The youngest race champion in 110 years, the Team Ineos rider retained the overall lead after Saturday’s 20th stage, a 59-km ride from Albertville, finishing fourth.

“It’s incredible to think that I have won my first Tour,” he said. “I just want to get to the finish line in Paris tomorrow and after I’ll be calmer."

The cyclist added, "Colombia is on the verge of winning its first Tour - I feel this is not only my triumph but the triumph of a whole country.

“My dad couldn’t talk at first but when he managed, he congratulated me. He was about to cry. For us, it’s a dream. We used to watch the Tour on TV and we thought it was something unattainable. As a kid, you think ‘how cool it would be to be there one day’, but it looked so far away. Here we are and I’m very emotional,” said the happy and humble Bernal.

His teammate and defending champion, Geraint Thomas, is doing well himself in second place overall and ahead of Dutch rider, Steven Kruijswijk who moved up in ranks after France’s Julian Alaphilippe cracked in the final ascent toward Val Thorens.

“It’s incredible,” Thomas said. “I said to him, ‘Enjoy it, soak it all up and don’t worry about crying, because all real men cry.’ He’s an amazing athlete and it’s been an honour to be a part of this.”

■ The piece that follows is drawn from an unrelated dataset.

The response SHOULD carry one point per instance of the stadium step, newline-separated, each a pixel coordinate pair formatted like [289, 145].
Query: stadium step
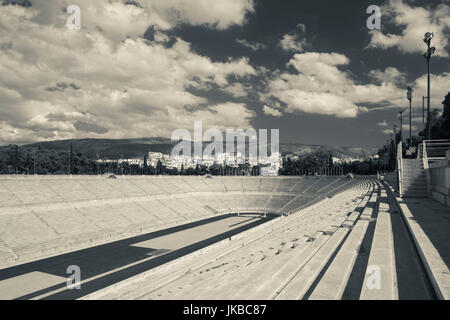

Thomas told the Guardian that Bernal’s talent quickly became obvious to the team.

“The talent was there to see from the very start,” he said. “He’s improving all the time and was born to go uphill fast. He’s got the best team around him and he can continue to improve. He’s a humble guy with good support from his family and a very bright future. He has a good network to keep him grounded.”

Sunday’s final stage from Rambouillet to Paris is a largely processional ride with only the final sprint being contested.